Душа жаждет устойчивости и бездумья, а по темным углам пространства накапливаются мысли и озарения, ветшающие на глазах, алчущие – пусть самого слабого – порыва воздуха.
Метафизика вырастает из сора.
Бездумье души?
Или редко открывающаяся почти потусторонняя ее чуткость, когда окружающая жизнь обрушивается нерасчлененным валом, накрывает с головой взахлеб, а душа различает мельчайший ток и сильные течения, сплывшиеся в этот вал, сталкивающиеся косо и вза-хлест, текущие пластами одно поверх другого?
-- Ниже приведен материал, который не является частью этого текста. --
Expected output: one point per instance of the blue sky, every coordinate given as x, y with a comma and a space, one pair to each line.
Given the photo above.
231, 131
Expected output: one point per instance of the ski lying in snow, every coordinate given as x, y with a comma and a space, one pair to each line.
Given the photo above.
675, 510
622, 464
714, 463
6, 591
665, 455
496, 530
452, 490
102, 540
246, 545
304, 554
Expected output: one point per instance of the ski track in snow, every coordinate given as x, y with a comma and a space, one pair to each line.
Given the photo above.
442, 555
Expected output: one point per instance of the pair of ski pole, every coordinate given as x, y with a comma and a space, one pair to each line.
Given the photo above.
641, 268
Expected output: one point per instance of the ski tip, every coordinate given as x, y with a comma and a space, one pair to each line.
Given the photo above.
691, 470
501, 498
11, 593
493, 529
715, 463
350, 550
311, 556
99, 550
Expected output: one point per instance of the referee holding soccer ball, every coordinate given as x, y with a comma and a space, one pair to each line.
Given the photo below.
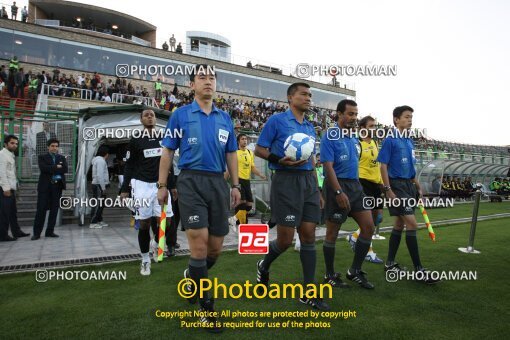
295, 198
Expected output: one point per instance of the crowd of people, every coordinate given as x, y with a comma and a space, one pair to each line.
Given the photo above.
14, 12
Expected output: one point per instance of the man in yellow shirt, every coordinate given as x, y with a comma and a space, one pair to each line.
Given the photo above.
370, 179
245, 166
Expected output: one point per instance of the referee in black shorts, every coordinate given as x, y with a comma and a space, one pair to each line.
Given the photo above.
397, 158
206, 143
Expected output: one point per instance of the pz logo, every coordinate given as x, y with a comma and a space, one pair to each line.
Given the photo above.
253, 239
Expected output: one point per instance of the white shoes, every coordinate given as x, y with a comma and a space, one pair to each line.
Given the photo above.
145, 268
98, 225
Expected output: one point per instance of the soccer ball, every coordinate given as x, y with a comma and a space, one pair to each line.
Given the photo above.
299, 146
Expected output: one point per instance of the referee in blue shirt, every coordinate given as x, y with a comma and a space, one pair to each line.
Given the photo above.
295, 198
397, 158
207, 144
340, 153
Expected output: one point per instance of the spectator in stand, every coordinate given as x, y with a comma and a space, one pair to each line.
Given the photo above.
100, 180
436, 185
3, 74
11, 83
14, 11
19, 82
3, 13
172, 44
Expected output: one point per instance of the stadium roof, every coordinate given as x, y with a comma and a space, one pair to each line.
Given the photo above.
69, 11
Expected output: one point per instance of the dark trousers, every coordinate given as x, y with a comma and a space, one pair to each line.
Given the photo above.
8, 215
97, 211
47, 200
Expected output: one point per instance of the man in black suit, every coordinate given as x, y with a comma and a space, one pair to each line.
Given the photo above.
49, 188
42, 139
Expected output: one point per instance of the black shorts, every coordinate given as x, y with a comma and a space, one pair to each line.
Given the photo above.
245, 190
294, 198
403, 189
204, 199
354, 191
372, 189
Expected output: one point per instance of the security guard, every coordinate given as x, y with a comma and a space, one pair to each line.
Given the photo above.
398, 172
206, 144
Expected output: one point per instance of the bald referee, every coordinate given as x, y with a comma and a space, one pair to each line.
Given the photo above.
207, 144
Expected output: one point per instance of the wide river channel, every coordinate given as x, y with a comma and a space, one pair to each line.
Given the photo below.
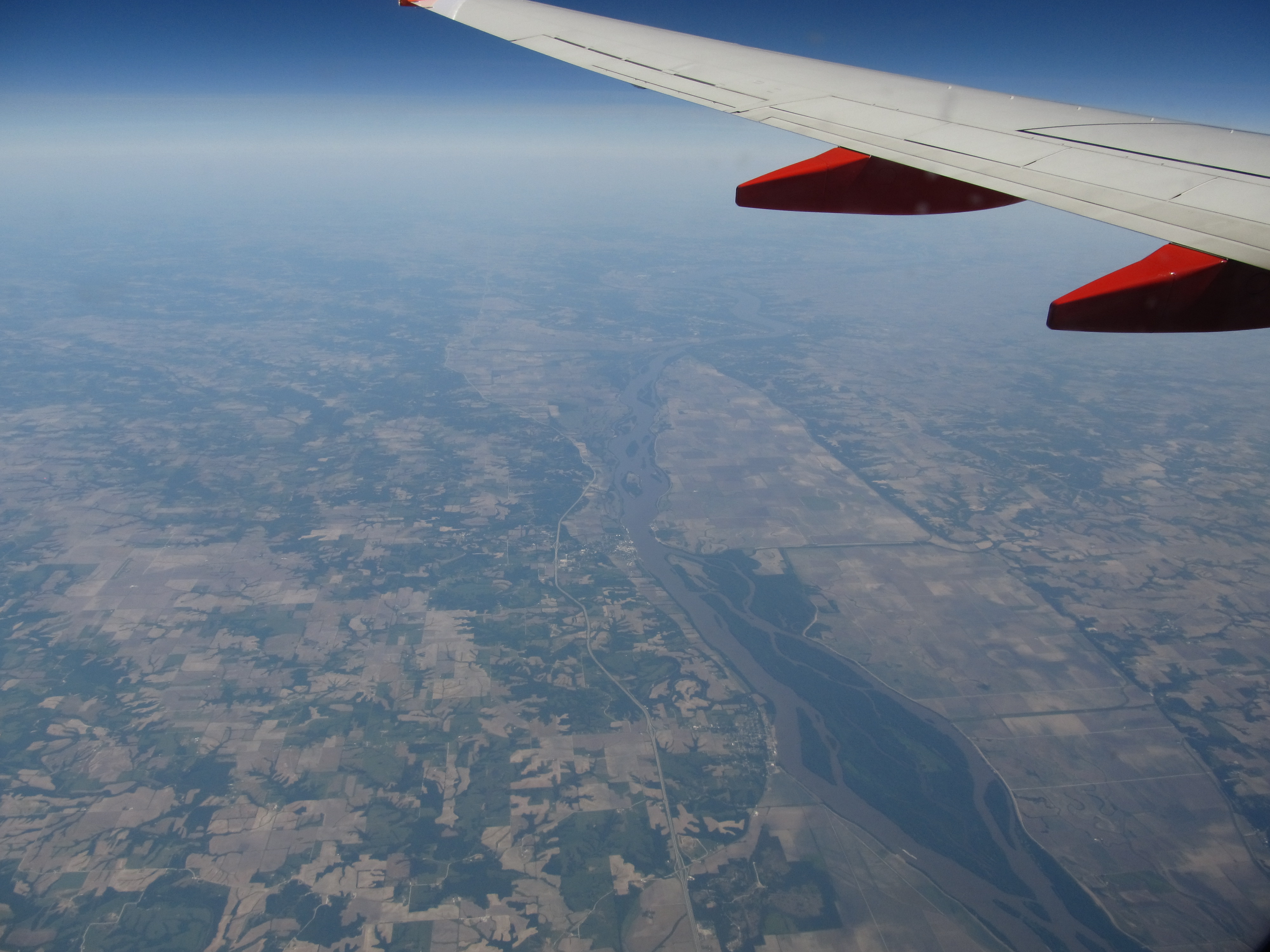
1062, 915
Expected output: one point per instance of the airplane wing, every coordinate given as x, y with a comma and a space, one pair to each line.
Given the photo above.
911, 147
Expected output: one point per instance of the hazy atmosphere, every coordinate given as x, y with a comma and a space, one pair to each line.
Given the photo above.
434, 517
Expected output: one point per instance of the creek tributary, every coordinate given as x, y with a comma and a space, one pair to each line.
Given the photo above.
1024, 897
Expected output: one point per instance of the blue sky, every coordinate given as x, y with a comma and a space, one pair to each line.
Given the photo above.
375, 129
1208, 62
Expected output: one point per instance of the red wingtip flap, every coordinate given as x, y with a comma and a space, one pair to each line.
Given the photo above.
841, 181
1172, 291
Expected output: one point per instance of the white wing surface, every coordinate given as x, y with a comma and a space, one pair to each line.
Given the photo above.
1198, 187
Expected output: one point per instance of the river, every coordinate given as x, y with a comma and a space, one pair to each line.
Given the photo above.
1060, 916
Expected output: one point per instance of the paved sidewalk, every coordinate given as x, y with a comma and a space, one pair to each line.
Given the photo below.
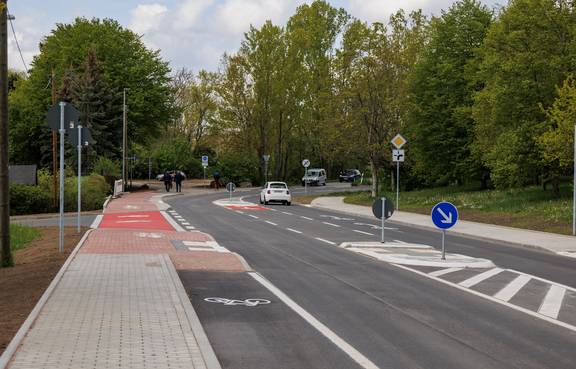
560, 244
120, 302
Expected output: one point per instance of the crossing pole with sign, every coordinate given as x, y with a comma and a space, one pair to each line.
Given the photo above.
444, 216
398, 156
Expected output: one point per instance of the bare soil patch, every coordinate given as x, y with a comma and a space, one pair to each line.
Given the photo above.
23, 285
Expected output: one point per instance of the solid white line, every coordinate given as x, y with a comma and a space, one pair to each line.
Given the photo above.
96, 223
172, 222
360, 359
487, 297
480, 277
512, 288
552, 302
438, 273
331, 224
323, 240
362, 232
293, 230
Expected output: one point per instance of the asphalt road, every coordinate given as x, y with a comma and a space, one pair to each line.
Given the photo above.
395, 318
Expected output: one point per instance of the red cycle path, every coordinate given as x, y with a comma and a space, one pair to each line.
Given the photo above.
147, 220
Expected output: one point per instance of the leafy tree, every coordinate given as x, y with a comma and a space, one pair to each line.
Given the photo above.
440, 124
526, 53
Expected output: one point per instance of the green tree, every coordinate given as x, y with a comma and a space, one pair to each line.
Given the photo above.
440, 124
527, 52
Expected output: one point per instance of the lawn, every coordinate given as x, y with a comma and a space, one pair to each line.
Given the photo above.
529, 208
21, 235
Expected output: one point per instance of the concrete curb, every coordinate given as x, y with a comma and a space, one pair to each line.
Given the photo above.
201, 338
25, 327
Слуховые извилины держат в горсти одновременно шорох созвездий в черном провале Галактики и бормотание посетителей кафе, гул самолета, идущего на посадку в сторону аэропорта Бен-Гурион, и мелкое дребезжание посуды за дальним столиком, клаксоны автомобилей с улицы Ибн-Гебироль и эхо внезапной пальбы с отдаленных зеленых лужаек парка Яркон, где более ста тысяч человек, усевшись на траву, слушают традиционный открытый концерт Тель-авивского симфонического оркестра, столь же традиционно завершающийся увертюрой Чайковского "1812 год' с пальбой и фейерверком в финале, громкие голоса моих собеседников и звуковой сор вокруг, взвесью плавающий в табачном дыме.
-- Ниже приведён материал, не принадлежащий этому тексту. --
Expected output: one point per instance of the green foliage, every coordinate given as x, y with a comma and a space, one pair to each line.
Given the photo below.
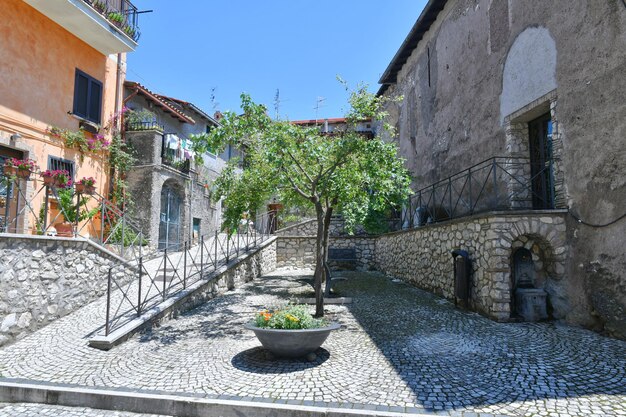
121, 159
126, 236
292, 316
139, 119
69, 210
345, 173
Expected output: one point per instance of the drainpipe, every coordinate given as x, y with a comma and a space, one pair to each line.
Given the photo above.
116, 110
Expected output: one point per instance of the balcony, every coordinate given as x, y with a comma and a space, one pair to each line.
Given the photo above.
110, 26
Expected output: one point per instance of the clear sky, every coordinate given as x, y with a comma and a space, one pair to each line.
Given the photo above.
189, 47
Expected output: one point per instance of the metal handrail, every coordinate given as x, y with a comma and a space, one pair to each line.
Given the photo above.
108, 226
497, 183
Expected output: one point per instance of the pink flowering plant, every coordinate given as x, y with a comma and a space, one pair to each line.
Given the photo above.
78, 140
62, 177
87, 181
22, 164
98, 143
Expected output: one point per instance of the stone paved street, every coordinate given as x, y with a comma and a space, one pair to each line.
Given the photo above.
399, 349
43, 410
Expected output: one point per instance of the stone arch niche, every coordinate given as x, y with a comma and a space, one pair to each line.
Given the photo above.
529, 91
529, 71
545, 238
532, 268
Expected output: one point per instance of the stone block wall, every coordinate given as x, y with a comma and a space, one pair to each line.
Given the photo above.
45, 278
423, 257
296, 252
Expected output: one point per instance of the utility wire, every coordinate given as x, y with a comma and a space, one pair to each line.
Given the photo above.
579, 220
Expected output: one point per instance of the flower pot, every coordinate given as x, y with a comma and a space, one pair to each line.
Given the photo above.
84, 189
64, 229
292, 343
23, 173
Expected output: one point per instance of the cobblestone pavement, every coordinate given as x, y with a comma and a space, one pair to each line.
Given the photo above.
399, 349
43, 410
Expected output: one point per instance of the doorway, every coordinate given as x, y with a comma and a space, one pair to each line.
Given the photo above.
540, 144
170, 218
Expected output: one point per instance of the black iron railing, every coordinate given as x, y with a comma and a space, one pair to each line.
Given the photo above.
139, 126
121, 13
182, 165
498, 183
44, 210
132, 291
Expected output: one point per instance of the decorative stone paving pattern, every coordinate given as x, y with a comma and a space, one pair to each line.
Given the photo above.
399, 349
44, 410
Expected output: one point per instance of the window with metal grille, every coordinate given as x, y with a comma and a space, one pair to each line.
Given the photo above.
55, 163
87, 97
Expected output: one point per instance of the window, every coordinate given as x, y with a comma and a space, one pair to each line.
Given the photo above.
55, 163
87, 97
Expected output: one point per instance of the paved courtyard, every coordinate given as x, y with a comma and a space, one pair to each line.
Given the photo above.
42, 410
399, 349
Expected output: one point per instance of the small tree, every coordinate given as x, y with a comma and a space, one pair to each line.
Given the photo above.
345, 172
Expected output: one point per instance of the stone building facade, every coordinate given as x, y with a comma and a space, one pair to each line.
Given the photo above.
513, 79
171, 192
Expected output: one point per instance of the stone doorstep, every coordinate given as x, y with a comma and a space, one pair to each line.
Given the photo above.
154, 402
164, 308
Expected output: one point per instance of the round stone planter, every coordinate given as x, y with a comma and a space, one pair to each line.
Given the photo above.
292, 343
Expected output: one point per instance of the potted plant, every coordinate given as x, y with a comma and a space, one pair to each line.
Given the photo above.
61, 178
291, 331
116, 18
86, 186
48, 177
20, 168
72, 212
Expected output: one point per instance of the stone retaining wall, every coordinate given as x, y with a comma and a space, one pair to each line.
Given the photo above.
44, 278
423, 257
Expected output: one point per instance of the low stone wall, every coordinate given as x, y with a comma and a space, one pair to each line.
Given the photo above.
423, 257
44, 278
297, 252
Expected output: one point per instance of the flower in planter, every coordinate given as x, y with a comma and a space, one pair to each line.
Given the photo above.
87, 181
55, 132
22, 164
97, 143
62, 178
292, 316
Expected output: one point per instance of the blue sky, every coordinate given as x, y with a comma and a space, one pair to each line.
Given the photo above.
187, 48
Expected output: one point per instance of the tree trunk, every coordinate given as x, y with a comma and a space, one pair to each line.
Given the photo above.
325, 244
320, 257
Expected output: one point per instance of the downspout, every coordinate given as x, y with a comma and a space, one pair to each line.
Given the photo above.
116, 110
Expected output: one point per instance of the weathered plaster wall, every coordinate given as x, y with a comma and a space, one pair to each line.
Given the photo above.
489, 59
39, 60
45, 278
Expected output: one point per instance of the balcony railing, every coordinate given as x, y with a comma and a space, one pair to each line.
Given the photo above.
173, 154
139, 126
496, 184
30, 209
121, 13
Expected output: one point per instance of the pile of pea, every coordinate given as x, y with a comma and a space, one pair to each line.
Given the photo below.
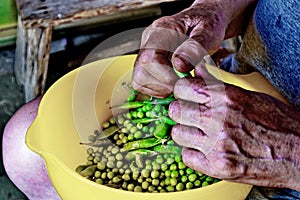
134, 151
Говорят на одном языке – иврите – но слух расщепляет голоса, отслаивая различимые акценты.
Слабое звуковое различие, вырывающееся из гортани, процеживаемое сквозь зубы, таит в себе корни и заросли забвенных в прошлом лесов, еще и сегодня шумящих по разным землям.
Суффиксы, как фиксы, посверкивают во рту.
Так по слабому радиосигналу можно открыть целую погасшую планету.
Как графолог по почерку, астролог по звездам, хиромант по линиям ладони пытаются читать прошлое и будущее, так по акценту, пробегающему из края в край кафе беглым перемигиванием тлеющих сигарет, фанатик фонетики потрясенно обнаружил бы в звукограмме древнееврейского странно преломленные обертоны всех языков человеческих – романских, германских, славянских, арабских – открыв за каждым из сидящих погасшую и все же существующую планету прошлой жизни, и усмотрел бы в этом вызов небу и тайное упорство довершить Вавилонскую башню, не достроенную из-за того, что Бог смешал языки, "чтобы один не понимал речи другого".
Но глубже изучив эти ископаемые вокабул, ученый бы успокоился: за слабым различием акцентов еще скрывается такое слежавшееся веками непонимание одного другим, что угроза построения башни кажется смехотворной.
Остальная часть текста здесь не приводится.